アクター生成時に利用するPropsFromProducerの第2引数以降に指定します。
第2引数以降は全てオプション扱いとなっています。

actor.Unboundedは、Mailboxに対して無制限に作用するものとなります。
これで冒頭のサンプルにあったHelloActorのMailbox全てに作用するロガーということになります。
actor.Unboundedの第2引数以降はオプションとなりますが、
同様にMailboxMiddleware インターフェースを実装した処理を追加できます。

Mailboxでログ出力した様子

actor system started はアクターシステム起動時に出力されるメッセージですので、
それ以降のメッセージがMailboxに追加したログ出力となります。

その後の出力されている Message posted lib=Proto.Actor type=*actor.Started message=&{} は、
*actor.Started、つまりHelloアクターが起動したことを示すシステムメッセージが
HelloアクターのMailboxに送信されたことを意味しています。

その後 Mailbox startedMailboxStarted がコールされたことを表しています。
次の Message posted type=main.Hello message={Who:ytake}は、
HelloアクターのMailboxに送信された、ということになります。

その次の Message received lib=Proto.Actor type=*actor.Started message=&{}は、
Helloアクターが起動したことを示すシステムメッセージを受け取ったことを意味しています。
次の Hello ytake はHelloアクター内でメッセージを出力したログです。
さらに Message received type=main.Hello message={Who:ytake}
Helloアクターがユーザーメッセージを受け取ったことを示しています。

最後に全てのメッセージを処理したため、No more messages となっています。

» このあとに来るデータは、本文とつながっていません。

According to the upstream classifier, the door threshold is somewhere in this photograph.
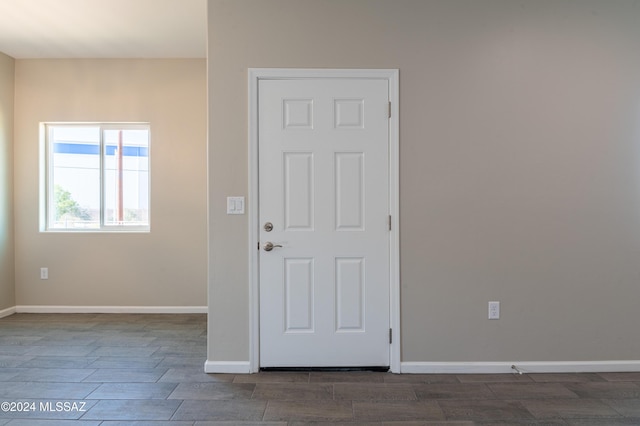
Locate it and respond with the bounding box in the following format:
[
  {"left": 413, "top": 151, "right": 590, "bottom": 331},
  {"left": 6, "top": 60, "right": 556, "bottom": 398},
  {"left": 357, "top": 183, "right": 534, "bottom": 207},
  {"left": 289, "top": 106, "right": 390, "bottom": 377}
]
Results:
[{"left": 260, "top": 366, "right": 389, "bottom": 373}]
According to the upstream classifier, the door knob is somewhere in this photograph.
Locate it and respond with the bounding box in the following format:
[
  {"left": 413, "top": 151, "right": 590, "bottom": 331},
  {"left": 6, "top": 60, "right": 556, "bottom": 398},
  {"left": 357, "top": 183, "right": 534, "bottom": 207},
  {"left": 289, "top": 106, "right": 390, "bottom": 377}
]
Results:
[{"left": 264, "top": 241, "right": 282, "bottom": 251}]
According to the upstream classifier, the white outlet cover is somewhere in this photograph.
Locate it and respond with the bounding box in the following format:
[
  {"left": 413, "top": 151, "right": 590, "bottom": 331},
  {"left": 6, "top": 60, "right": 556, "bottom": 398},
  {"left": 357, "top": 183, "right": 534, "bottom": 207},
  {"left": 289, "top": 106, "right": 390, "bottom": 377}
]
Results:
[
  {"left": 489, "top": 301, "right": 500, "bottom": 319},
  {"left": 227, "top": 197, "right": 244, "bottom": 214}
]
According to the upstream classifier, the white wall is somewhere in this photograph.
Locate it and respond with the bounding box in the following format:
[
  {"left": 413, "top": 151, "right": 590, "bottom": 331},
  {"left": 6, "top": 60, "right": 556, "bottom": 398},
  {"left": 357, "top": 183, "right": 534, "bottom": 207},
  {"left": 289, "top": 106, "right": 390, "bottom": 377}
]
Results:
[
  {"left": 14, "top": 59, "right": 207, "bottom": 308},
  {"left": 208, "top": 0, "right": 640, "bottom": 363},
  {"left": 0, "top": 53, "right": 16, "bottom": 316}
]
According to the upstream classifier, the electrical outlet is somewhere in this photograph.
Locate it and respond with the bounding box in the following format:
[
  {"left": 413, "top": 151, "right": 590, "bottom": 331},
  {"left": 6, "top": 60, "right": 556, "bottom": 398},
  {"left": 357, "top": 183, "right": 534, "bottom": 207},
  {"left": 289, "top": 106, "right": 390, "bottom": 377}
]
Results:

これでMailbox自体の流れは理解できたと思います。
この仕組みを使って、任意でいろんな処理を追加することができます。

簡単ですね!

Mailboxで制限

デフォルトでは無制限でMailboxにメッセージを格納できると説明しましたが、
必ずしもそれがベストではない場合もあります。

何かしらの悪意ある攻撃やアプリケーションのメモリ不足など、
過負荷状態に陥ったり、クラッシュやメッセージ損失などが起こる可能性がある場合は、
無制限のままにしておくことはできません。
こうした場合はMailboxに制限を設けて処理できるサイズを指定できます。

制限を設ける場合は下記のようにactor.Bounded を利用してサイズを指定します。

   props := actor.PropsFromProducer(
        NewHelloActor,
        actor.WithMailbox(actor.Bounded(2)),
    )

2は極端な例ですので、実際は環境に合わせて設定すると良いでしょう。
また、受け付けたもの以外をドロップする設定にする事もできます。

その場合は actor.BoundedDropping を利用してください。

   props := actor.PropsFromProducer(
        NewHelloActor,
        actor.WithMailbox(actor.BoundedDropping(2)),
    )

actor.Boundedactor.BoundedDropping の第1引数はサイズとなりますが、
第2引数以降はMailboxMiddleware インターフェースを実装した処理を追加できますので、
前述したロガーのような処理や、任意でバッファを設けるなどができます。

併せてバックプレッシャーについて理解しておくといいでしょう。
(実践するには理解が必要です)

www.reactivemanifesto.org

Dispatcher、Invokerを理解しよう

ここまでMailboxについて簡単に解説しましたが、
MailboxにはDispatcherとInvokerという2つのハンドラがあります。

Dispatcher

DispatcherはMailboxからメッセージを取り出し、
アクターが処理するための方法(スレッドやgoroutineなど)でスケジュールすることを担当します。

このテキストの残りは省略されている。